Initialize the detection model loader with configuration.

Parameters

config : DetectionConfig Configuration for model loading and inference.

load

@abstractmethod
def load() -> None

Load the detection model into memory with configured settings.

Raises

RuntimeError If model loading fails.

detect

@abstractmethod
def detect(image: Image.Image, text_prompt: str) -> DetectionResult

Detect objects in an image based on text prompt.

Parameters

image : Image.Image PIL Image to process. text_prompt : str Text description of objects to detect (e.g., "person. car. dog.").

Returns

DetectionResult Detection results with bounding boxes in normalized coordinates.

Raises

RuntimeError If detection fails or model is not loaded.

unload

def unload() -> None

Unload the model from memory to free GPU resources.

YOLOWorldLoader Objects

class YOLOWorldLoader(DetectionModelLoader)

Loader for YOLO-World v2.1 open-vocabulary detection model.

YOLO-World v2.1 achieves real-time performance (52 FPS) with strong accuracy on open-vocabulary object detection tasks.

load

def load() -> None

Load YOLO-World v2.1 model with configured settings.

detect

def detect(image: Image.Image, text_prompt: str) -> DetectionResult

Detect objects using YOLO-World v2.1 with text prompts.

GroundingDINOLoader Objects

class GroundingDINOLoader(DetectionModelLoader)

Loader for Grounding DINO 1.5 open-vocabulary detection model.

Grounding DINO 1.5 achieves 52.5 AP on COCO with zero-shot open-world object detection capabilities.

load

def load() -> None

Load Grounding DINO 1.5 model with configured settings.

detect

def detect(image: Image.Image, text_prompt: str) -> DetectionResult

Detect objects using Grounding DINO 1.5 with text prompts.

OWLv2Loader Objects

class OWLv2Loader(DetectionModelLoader)

Loader for OWLv2 open-vocabulary detection model.

OWLv2 uses scaled training data and achieves strong performance on rare and novel object classes.

load

def load() -> None

Load OWLv2 model with configured settings.

detect

def detect(image: Image.Image, text_prompt: str) -> DetectionResult

Detect objects using OWLv2 with text prompts.

Florence2Loader Objects

class Florence2Loader(DetectionModelLoader)

Loader for Florence-2 unified vision model.

Florence-2 is a 230M parameter model that supports multiple vision tasks including object detection, captioning, and grounding.

load

def load() -> None

Load Florence-2 model with configured settings.

detect

def detect(image: Image.Image, text_prompt: str) -> DetectionResult

Detect objects using Florence-2 with text prompts.

create_detection_loader

def create_detection_loader(model_name: str,
config: DetectionConfig) -> DetectionModelLoader

Factory function to create appropriate detection loader based on model name.

Parameters

model_name : str Name of the model to load.

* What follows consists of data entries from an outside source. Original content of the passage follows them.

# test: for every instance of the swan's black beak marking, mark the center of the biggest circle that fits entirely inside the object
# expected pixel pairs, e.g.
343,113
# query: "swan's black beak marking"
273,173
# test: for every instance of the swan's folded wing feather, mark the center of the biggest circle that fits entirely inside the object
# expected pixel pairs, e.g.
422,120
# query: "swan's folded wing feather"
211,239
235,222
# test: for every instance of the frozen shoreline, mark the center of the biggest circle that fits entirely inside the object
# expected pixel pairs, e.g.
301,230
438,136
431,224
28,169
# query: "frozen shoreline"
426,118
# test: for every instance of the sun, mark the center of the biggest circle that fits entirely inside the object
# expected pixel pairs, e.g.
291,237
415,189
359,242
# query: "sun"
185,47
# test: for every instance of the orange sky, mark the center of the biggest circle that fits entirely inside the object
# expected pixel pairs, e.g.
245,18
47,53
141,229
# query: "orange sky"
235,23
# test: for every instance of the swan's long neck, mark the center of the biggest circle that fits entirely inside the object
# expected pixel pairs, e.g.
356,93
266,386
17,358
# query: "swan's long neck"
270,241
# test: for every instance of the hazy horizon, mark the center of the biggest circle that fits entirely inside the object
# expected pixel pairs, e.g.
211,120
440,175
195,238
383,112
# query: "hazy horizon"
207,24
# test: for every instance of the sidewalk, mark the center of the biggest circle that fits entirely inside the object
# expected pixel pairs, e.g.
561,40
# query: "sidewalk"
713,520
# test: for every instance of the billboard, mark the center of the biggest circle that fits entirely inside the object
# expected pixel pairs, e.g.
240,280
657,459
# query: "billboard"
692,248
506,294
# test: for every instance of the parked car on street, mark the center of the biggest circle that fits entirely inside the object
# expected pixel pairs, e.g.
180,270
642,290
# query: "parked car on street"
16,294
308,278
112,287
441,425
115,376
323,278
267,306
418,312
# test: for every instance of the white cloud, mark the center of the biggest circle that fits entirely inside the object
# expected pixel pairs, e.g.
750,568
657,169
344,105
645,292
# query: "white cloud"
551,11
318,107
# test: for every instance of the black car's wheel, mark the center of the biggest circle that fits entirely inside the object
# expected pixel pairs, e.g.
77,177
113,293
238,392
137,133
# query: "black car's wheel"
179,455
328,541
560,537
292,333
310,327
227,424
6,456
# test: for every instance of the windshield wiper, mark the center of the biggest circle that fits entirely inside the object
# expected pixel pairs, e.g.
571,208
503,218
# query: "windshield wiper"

Supported values:

  • "yolo-world-v2" or "yoloworld"
  • "grounding-dino-1-5" or "groundingdino"
  • "owlv2" or "owl-v2"
  • "florence-2" or "florence2" config : DetectionConfig Configuration for model loading and inference.

Returns

DetectionModelLoader Appropriate loader instance for the specified model.

Raises

ValueError If model_name is not recognized.